Prosecutors admitted that Noriega was paid a little more than $300,000 by the U.S. government for information that ranged “from incidental information to the negotiating posture of the Panamanian government during the Panama Canal negotiations.” Noriega was head of Panamanian intelligence in 1978 when the Jimmy Carter Administration signed an agreement that gives control of the waterway to Panama on Dec. 31, 1999.

But in response to a defense request for classified U.S. documents, Assistant U.S. Atty. James G. McAdams III argued that much of the material was irrelevant to the charges Noriega faces. The former Panamanian dictator allegedly accepted $4.6 million from Colombian drug lords to look the other way as cocaine bound for the United States passed through Panama.


“The government again denies that Noriega was given direct or indirect authority to commit any act that is the subject of the indictment,” the prosecutor wrote in a motion filed earlier this month and released only after being censored by the Department of Justice.

In summing up what they perceive to be Noriega’s defense strategy, prosecutors assert that Noriega “generally admits the acts charged against him . . . (and) defends his role in those criminal acts . . . by insisting that he undertook them at the request of . . . persons in the U.S. intelligence and law enforcement communities . . . .”

Earlier this month Noriega’s attorneys, Frank A. Rubino and Jon A. May, filed a 107-page document that outlined a long history of cooperation between Noriega and the Central Intelligence Agency. In that document, Noriega’s lawyers said the former Panamanian ruler was paid more than $11 million from a CIA slush fund in exchange for overlooking many U.S.-sponsored illegal activities, including drugs-for-guns operations in support of the Contra forces in Nicaragua.

But in an effort to dismiss Noriega’s “public authority defense,” prosecutors said that “even if Noriega had been the United States secretary of state, he would nevertheless have been indicted if he had participated in the drug activities alleged in the indictment.” Prosecutors then went on to challenge the defense to name those who “directly, or even by a ‘wink and a nod’ told him he had authority to act in behalf of the United States.”

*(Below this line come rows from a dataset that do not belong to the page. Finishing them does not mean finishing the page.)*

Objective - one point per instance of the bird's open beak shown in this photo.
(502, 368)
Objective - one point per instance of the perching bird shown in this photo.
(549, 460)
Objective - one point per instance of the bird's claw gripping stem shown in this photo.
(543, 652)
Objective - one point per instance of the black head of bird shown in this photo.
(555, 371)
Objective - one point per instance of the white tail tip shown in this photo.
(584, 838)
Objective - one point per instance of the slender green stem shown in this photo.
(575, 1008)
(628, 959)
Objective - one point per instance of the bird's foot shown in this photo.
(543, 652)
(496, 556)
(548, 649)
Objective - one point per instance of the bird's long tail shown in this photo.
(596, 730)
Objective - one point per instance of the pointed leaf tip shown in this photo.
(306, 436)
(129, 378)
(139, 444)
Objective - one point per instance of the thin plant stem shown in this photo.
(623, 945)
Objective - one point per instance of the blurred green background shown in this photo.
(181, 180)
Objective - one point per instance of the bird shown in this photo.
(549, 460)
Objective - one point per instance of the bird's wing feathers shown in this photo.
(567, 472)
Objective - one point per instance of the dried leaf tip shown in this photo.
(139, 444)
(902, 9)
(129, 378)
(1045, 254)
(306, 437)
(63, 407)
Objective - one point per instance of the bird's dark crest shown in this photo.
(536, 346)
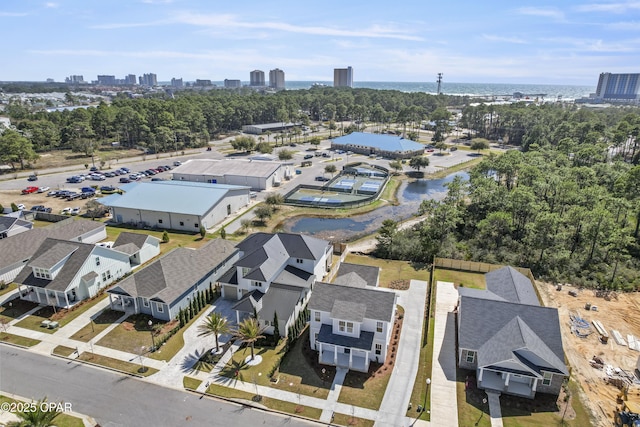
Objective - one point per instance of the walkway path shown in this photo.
(444, 404)
(495, 412)
(398, 394)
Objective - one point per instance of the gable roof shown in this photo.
(504, 331)
(183, 197)
(510, 284)
(22, 246)
(50, 252)
(169, 277)
(379, 304)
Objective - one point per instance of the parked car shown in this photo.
(30, 190)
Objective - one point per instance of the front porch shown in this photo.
(343, 357)
(507, 383)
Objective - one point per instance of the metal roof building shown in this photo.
(176, 205)
(258, 175)
(394, 147)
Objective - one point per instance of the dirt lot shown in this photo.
(620, 312)
(13, 196)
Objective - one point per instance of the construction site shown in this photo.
(601, 337)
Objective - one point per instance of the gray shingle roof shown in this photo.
(500, 329)
(171, 276)
(368, 273)
(362, 342)
(380, 304)
(510, 284)
(22, 246)
(66, 273)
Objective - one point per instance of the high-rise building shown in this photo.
(618, 87)
(256, 78)
(148, 79)
(232, 84)
(276, 79)
(343, 77)
(107, 80)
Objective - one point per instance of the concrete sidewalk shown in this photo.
(444, 403)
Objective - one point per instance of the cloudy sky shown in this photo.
(471, 41)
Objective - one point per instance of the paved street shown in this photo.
(117, 400)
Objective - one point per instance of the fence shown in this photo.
(481, 267)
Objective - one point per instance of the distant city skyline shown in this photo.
(495, 41)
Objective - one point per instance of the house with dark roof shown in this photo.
(167, 285)
(61, 273)
(351, 324)
(10, 226)
(140, 247)
(512, 343)
(274, 276)
(390, 146)
(16, 250)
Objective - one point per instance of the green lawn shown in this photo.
(390, 270)
(99, 324)
(191, 383)
(62, 420)
(461, 278)
(62, 350)
(18, 340)
(62, 316)
(120, 365)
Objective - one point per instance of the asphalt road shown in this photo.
(117, 400)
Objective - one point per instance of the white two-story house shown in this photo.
(351, 326)
(274, 277)
(61, 273)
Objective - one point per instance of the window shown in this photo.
(471, 356)
(378, 349)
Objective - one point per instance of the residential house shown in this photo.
(140, 247)
(10, 226)
(18, 249)
(351, 324)
(169, 283)
(62, 273)
(512, 343)
(275, 275)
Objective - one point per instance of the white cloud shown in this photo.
(545, 12)
(495, 38)
(621, 7)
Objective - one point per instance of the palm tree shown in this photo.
(35, 416)
(249, 331)
(216, 324)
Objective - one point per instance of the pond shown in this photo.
(410, 195)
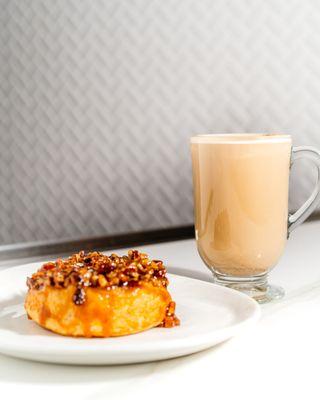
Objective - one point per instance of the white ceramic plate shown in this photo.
(209, 314)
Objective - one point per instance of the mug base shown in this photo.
(257, 287)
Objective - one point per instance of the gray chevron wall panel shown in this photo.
(99, 97)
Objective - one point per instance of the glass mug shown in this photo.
(241, 186)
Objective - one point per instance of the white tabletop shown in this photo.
(271, 361)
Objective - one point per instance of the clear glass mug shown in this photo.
(241, 188)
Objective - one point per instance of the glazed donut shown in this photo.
(94, 295)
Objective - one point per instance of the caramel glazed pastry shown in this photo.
(94, 295)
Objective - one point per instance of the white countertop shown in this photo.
(273, 360)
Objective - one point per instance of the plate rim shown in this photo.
(8, 346)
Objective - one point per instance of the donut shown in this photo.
(96, 295)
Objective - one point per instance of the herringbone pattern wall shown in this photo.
(99, 97)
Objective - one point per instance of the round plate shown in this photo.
(209, 314)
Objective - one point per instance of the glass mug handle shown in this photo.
(309, 206)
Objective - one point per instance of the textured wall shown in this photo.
(98, 100)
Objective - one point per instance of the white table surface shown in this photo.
(276, 359)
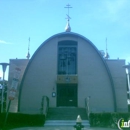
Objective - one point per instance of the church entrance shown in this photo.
(67, 95)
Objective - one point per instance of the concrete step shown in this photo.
(66, 113)
(65, 123)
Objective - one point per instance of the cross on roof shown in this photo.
(68, 6)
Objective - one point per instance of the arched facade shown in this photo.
(70, 66)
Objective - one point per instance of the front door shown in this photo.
(67, 95)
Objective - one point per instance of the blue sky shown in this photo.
(40, 19)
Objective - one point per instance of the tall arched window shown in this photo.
(67, 57)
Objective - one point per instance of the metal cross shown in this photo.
(68, 6)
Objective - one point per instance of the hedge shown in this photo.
(107, 119)
(19, 119)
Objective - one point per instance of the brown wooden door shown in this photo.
(67, 95)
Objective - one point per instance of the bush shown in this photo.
(19, 119)
(107, 119)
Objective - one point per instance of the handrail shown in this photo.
(87, 105)
(44, 105)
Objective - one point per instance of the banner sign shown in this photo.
(14, 84)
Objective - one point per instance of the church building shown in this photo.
(68, 69)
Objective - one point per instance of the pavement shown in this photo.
(61, 128)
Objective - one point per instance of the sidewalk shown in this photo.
(61, 128)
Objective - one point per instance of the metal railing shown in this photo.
(44, 105)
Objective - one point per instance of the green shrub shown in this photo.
(107, 119)
(19, 119)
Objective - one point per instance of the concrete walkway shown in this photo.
(61, 128)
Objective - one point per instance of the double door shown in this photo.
(67, 95)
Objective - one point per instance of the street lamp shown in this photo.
(4, 65)
(127, 68)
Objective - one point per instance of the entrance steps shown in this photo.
(65, 116)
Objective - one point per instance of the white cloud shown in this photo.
(117, 10)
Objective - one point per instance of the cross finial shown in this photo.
(68, 6)
(68, 28)
(106, 53)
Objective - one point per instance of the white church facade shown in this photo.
(68, 68)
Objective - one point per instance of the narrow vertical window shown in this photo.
(67, 57)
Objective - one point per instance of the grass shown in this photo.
(16, 120)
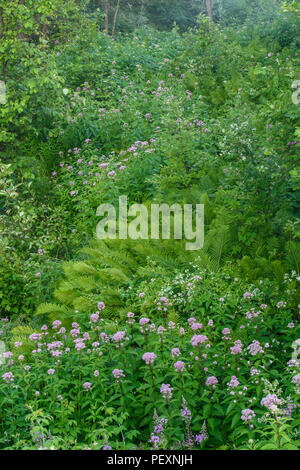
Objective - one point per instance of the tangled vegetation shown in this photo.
(129, 344)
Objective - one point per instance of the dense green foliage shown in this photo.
(200, 112)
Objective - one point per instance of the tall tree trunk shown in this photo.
(209, 9)
(106, 17)
(115, 19)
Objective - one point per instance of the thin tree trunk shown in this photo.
(106, 17)
(209, 9)
(115, 19)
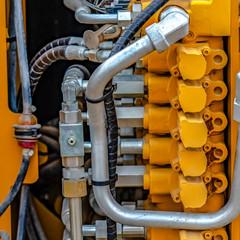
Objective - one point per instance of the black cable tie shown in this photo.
(101, 99)
(105, 183)
(11, 39)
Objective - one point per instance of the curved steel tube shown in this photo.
(89, 18)
(103, 196)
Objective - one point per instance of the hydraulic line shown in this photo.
(137, 23)
(51, 143)
(22, 213)
(22, 57)
(29, 227)
(18, 183)
(64, 52)
(50, 131)
(4, 235)
(56, 43)
(110, 109)
(32, 212)
(43, 62)
(12, 60)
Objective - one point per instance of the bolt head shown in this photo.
(71, 141)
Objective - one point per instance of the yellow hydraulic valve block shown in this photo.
(190, 96)
(191, 191)
(190, 127)
(202, 57)
(175, 234)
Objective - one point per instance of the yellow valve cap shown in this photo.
(193, 192)
(192, 96)
(157, 88)
(157, 180)
(193, 130)
(190, 235)
(192, 162)
(159, 150)
(191, 63)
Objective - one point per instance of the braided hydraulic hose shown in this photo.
(57, 43)
(43, 62)
(123, 40)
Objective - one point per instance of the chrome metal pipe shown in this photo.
(89, 230)
(87, 147)
(75, 205)
(90, 18)
(103, 196)
(177, 220)
(133, 231)
(127, 146)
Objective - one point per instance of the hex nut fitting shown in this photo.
(124, 18)
(136, 9)
(74, 189)
(73, 173)
(171, 29)
(70, 116)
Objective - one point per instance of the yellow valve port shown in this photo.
(191, 63)
(163, 151)
(192, 96)
(214, 203)
(157, 88)
(156, 119)
(175, 234)
(169, 60)
(193, 162)
(193, 130)
(160, 151)
(190, 235)
(166, 234)
(157, 180)
(189, 127)
(193, 192)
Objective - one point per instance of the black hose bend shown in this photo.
(51, 143)
(123, 40)
(4, 235)
(35, 220)
(18, 183)
(23, 213)
(43, 62)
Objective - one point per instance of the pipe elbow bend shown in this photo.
(174, 25)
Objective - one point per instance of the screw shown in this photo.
(71, 141)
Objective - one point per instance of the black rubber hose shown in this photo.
(23, 213)
(50, 131)
(36, 223)
(17, 185)
(12, 62)
(22, 57)
(43, 62)
(30, 229)
(51, 143)
(123, 40)
(51, 170)
(4, 235)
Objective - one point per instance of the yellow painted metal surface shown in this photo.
(10, 151)
(196, 92)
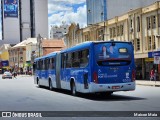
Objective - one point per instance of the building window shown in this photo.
(110, 31)
(121, 29)
(149, 43)
(131, 22)
(153, 42)
(148, 22)
(118, 31)
(153, 21)
(138, 24)
(138, 45)
(114, 32)
(158, 20)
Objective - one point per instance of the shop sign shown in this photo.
(149, 59)
(156, 59)
(154, 53)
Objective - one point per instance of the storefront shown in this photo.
(153, 63)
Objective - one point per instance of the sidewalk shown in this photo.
(148, 83)
(25, 75)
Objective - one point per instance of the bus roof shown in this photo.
(88, 43)
(47, 56)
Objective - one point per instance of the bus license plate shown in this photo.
(115, 87)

In another document released Thursday, defense lawyers requested a long list of personal property seized from two Noriega residences and his offices during the U.S. invasion of Panama in December, 1989. Many of the records pertain to Panamanian investigations of drug trafficking conducted at the behest of the U.S. Drug Enforcement Agency.

But among other items sought are family photo albums, personnel files of bodyguards, diplomatic passports, $1,507 in counterfeit U.S. currency, records of telephone taps and three pornographic movies.


Also Thursday, Noriega co-defendant Brian Davidow, who in March was convicted of trading guns for cocaine in a deal that prosecutors charged Noriega had supervised, pleaded guilty to a drug conspiracy charge in an unrelated case. Davidow, 29, the only American among 15 persons indicted with Noriega, is expected to testify for the prosecution when Noriega goes on trial July 22.

Davidow, a real estate salesman who faces a maximum sentence of 40 years in the first case, is to be sentenced on both convictions Aug. 30.